In Idaho, a single adult makes too much money to qualify for Medicaid if he earns more than $205 a month. Bills for expensive emergency care can wind up going to counties and the state. Another county expense that’s rising quickly is the cost of keeping people with mental health problems in custody until they’re seen by a judge.  John Traylor is Director of Indigent Services for Ada County.

“My entire budget is $11 million, and last year $2.2 million of that went to involuntary mental health,” he says.

That $2.2 million is nearly four times what his office spent in 2008 to keep people in protective custody for mental health reasons.

“Is it a large amount of money?” Traylor asks. “Yes it is.  And is it continuing to grow every year?  Yes it is.”

Indigent services offices like the one Traylor heads are at the center of why counties and the state could save money if lawmakers allow more Idahoans to receive Medicaid. Under Idaho code, counties cover a portion of the hospital bills of people poor enough to warrant help. A state pool called the catastrophic health care fund picks up the rest. Roger Christensen is the CAT fund’s board chairman – and he admits it has problems.

“It’s expensive to the taxpayers in Idaho,” Christensen says. “It’s paid for by the property taxes in the counties and also the state general funds. And I think the total cost this year is approaching $60 million.”

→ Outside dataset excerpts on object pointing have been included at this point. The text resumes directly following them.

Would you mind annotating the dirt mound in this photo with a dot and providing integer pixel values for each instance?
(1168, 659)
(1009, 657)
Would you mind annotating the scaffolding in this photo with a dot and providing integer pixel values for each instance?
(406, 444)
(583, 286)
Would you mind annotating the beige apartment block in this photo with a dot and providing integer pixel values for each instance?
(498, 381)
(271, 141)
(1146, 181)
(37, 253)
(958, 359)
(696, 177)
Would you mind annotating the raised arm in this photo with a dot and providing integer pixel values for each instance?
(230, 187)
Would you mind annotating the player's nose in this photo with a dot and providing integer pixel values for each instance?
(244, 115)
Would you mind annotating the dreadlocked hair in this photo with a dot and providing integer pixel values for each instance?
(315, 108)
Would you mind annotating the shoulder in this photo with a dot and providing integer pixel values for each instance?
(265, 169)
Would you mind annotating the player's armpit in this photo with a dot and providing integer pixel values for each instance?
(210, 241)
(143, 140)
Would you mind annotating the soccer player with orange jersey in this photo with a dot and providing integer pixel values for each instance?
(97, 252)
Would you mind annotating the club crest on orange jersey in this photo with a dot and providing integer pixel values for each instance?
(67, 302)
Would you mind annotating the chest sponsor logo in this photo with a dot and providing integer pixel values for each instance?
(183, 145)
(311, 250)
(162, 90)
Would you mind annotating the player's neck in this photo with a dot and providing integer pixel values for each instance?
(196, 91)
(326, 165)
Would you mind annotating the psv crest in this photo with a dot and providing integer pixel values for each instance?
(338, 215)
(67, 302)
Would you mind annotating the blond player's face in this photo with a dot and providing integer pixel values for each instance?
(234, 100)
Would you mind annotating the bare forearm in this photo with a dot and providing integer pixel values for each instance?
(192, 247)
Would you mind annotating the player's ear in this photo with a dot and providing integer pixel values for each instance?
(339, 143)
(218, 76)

If lawmakers expand Medicaid eligibility, the federal government will pick up many of the bills now paid by counties and the state. But that’s not the only reason Christensen favors expanding Idahoan’s access to the federal program. He believes it will offer more efficient and humane care than the CAT and county indigent funds. The current system doesn’t pay for regular, preventive care.

“We just pay for it after it gets to the critical point and goes into the hospital, and then we have a large enough hospital bill to qualify,” he says.  “Whereas Medicaid is membership-based, and they can go in and get the services ahead of time, which does cover preventative care.”

Christensen says the predicaments of people with mental health problems make a clear case for expanding Medicaid eligibility. Untreated, mental illness can spiral. That, Christensen says, is a costly and unnecessary cycle. All of which takes us back to Mitch Ponting, and the Easter Seals-Goodwill clinic.

“I was raised around bikers, and part of the life was drugs,” Ponting says. “I was 13 when I did my first shot of methamphetamine.”

Ponting thinks he knows what might have happened to him, had he not found help. He might have gone back to drugs. Instead, he was able to stay on his prescribed medication. Now he has federal disability benefits, which give him Medicaid access. He believes he can follow an upward path.

“We all have choices, and I choose to be the person I am today,” he says. “And I choose to be a better person tomorrow.”

The governor and lawmakers have a choice before them, too.  By expanding Medicaid eligibility, they’ll give 100,000 more Idahoans access to a federal entitlement program many regard as bloated.  If they don’t expand access, they’re left with rising state and local spending on costly emergency care.